Tailor Your Application: Take a moment to tailor your application specifically for the Machine Learning Engineer position. Mention any relevant projects or experiences that relate to reinforcement learning, generative modeling, or autonomous driving. This helps us see how you fit into our mission at Waymo.
Be Clear and Concise: Keep your application clear and to the point. Use straightforward language to explain your past experiences and how they relate to the responsibilities of the role. We appreciate clarity, and it makes it easier for us to understand your journey!

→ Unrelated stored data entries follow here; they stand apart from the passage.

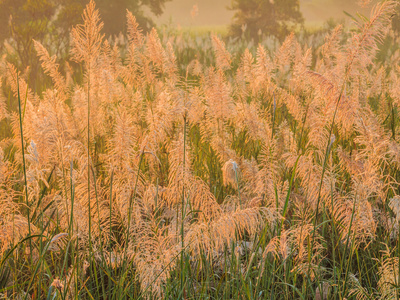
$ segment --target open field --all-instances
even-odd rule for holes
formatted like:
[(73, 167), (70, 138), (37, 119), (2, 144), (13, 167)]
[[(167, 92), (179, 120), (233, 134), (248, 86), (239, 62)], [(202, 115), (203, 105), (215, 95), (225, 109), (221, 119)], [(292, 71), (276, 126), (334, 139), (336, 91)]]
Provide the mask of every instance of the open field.
[[(367, 2), (367, 1), (364, 1)], [(314, 24), (323, 24), (328, 19), (346, 19), (343, 11), (350, 14), (361, 12), (368, 15), (373, 4), (377, 0), (369, 1), (366, 7), (360, 7), (362, 1), (356, 0), (300, 0), (300, 10), (304, 18)], [(198, 8), (198, 14), (191, 16), (193, 6)], [(169, 23), (181, 26), (228, 26), (234, 15), (234, 11), (227, 8), (232, 6), (232, 0), (173, 0), (165, 5), (163, 15), (155, 21), (158, 25)]]
[(0, 299), (399, 299), (395, 6), (254, 44), (90, 2), (35, 84), (4, 56)]

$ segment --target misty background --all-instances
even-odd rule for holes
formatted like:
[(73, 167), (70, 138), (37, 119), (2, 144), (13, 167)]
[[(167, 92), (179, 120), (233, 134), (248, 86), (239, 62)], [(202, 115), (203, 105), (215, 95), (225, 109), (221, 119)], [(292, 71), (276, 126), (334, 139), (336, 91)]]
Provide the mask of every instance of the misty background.
[[(355, 0), (300, 0), (300, 11), (306, 25), (318, 26), (329, 19), (350, 20), (344, 11), (350, 14), (368, 14), (376, 2), (372, 1), (363, 8)], [(164, 13), (154, 17), (154, 20), (157, 25), (171, 23), (183, 27), (228, 26), (234, 15), (234, 12), (229, 10), (231, 3), (231, 0), (172, 0), (165, 4)], [(194, 5), (198, 7), (198, 14), (192, 18), (191, 11)]]
[[(82, 23), (90, 0), (0, 0), (0, 52), (7, 61), (27, 70), (33, 85), (40, 63), (34, 41), (40, 42), (63, 65), (70, 55), (70, 32)], [(126, 33), (126, 11), (144, 33), (184, 29), (199, 35), (216, 32), (233, 43), (266, 38), (283, 42), (291, 33), (323, 36), (335, 24), (347, 23), (357, 12), (369, 16), (377, 0), (95, 0), (106, 38)], [(364, 4), (364, 6), (362, 5)], [(396, 14), (396, 16), (399, 13)], [(363, 19), (363, 18), (361, 18)], [(393, 18), (400, 32), (400, 18)], [(328, 25), (328, 26), (326, 26)], [(305, 30), (303, 30), (305, 29)], [(160, 30), (162, 34), (163, 30)], [(322, 40), (322, 39), (316, 39)], [(27, 69), (28, 68), (28, 69)], [(27, 75), (28, 76), (28, 75)]]

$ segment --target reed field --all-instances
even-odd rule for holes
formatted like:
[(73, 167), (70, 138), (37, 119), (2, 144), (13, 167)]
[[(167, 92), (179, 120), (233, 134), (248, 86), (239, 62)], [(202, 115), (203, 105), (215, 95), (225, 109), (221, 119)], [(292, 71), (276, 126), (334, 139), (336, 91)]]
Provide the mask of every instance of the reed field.
[(35, 84), (6, 47), (0, 299), (399, 300), (396, 5), (255, 44), (91, 1)]

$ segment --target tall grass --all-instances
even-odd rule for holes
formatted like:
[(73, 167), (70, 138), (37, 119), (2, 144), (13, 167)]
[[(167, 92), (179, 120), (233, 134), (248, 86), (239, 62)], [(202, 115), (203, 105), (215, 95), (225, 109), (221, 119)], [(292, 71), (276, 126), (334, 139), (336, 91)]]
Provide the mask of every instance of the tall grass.
[(91, 1), (75, 67), (35, 42), (53, 86), (4, 60), (1, 297), (398, 299), (395, 6), (281, 45), (127, 12), (114, 43)]

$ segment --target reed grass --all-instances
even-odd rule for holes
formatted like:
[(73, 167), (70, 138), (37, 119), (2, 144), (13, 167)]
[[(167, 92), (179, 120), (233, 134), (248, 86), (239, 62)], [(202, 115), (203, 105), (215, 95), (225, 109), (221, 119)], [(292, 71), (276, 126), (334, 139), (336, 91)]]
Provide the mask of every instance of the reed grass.
[(399, 299), (395, 7), (254, 45), (91, 1), (52, 86), (5, 57), (0, 298)]

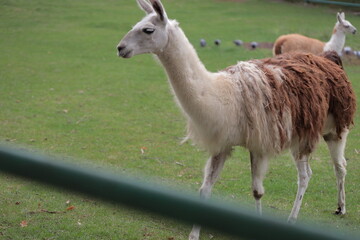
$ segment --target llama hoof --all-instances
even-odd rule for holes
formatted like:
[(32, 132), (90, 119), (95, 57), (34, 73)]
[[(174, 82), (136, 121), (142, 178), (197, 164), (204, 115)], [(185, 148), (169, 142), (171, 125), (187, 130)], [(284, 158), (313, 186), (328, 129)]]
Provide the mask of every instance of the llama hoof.
[(290, 223), (290, 224), (295, 224), (295, 223), (296, 223), (296, 220), (297, 220), (296, 218), (292, 218), (292, 217), (291, 217), (291, 218), (288, 219), (287, 222)]
[(189, 240), (199, 240), (200, 237), (200, 226), (194, 225), (190, 232)]
[(189, 240), (199, 240), (199, 234), (190, 234)]
[(336, 209), (336, 211), (334, 212), (335, 215), (339, 215), (339, 216), (342, 216), (342, 215), (345, 215), (345, 211), (343, 209), (341, 209), (341, 207), (338, 207)]

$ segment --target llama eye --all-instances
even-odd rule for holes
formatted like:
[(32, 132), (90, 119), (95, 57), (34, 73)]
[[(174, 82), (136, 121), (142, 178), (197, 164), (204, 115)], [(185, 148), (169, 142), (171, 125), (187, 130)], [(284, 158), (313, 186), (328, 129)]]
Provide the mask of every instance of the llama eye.
[(154, 28), (144, 28), (142, 31), (146, 34), (152, 34), (153, 32), (155, 32), (155, 29)]
[(349, 28), (350, 26), (349, 25), (344, 25), (345, 28)]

Apply Through Our Website: Don’t forget to apply through our website! It’s the best way for us to receive your application and ensures you’re considered for the role. Plus, it gives you a chance to explore more about Waymo and what we do!
How to prepare for a job interview at Waymo
✨Know Your ML Fundamentals
Brush up on your machine learning theories and concepts, especially those related to deep learning and reinforcement learning. Be ready to discuss how you've applied these in real-world scenarios, as this will show your practical experience and understanding of the field.
✨Showcase Your Coding Skills
Since programming is key for this role, practice coding in Python, JAX, and TensorFlow/PyTorch. You might be asked to solve a problem on the spot, so being comfortable with these languages will help you shine during the technical part of the interview.
✨Prepare for Problem-Solving Questions
Expect to frame open-ended problems as well-defined ML challenges. Think about how you would approach real-world issues in autonomous driving and be prepared to discuss your thought process and the methodologies you would use to tackle them.
✨Collaborate and Communicate
This role involves working with various teams, so demonstrate your ability to collaborate effectively. Share examples of past teamwork experiences and how you communicated complex ideas to non-technical stakeholders, as this will highlight your interpersonal skills.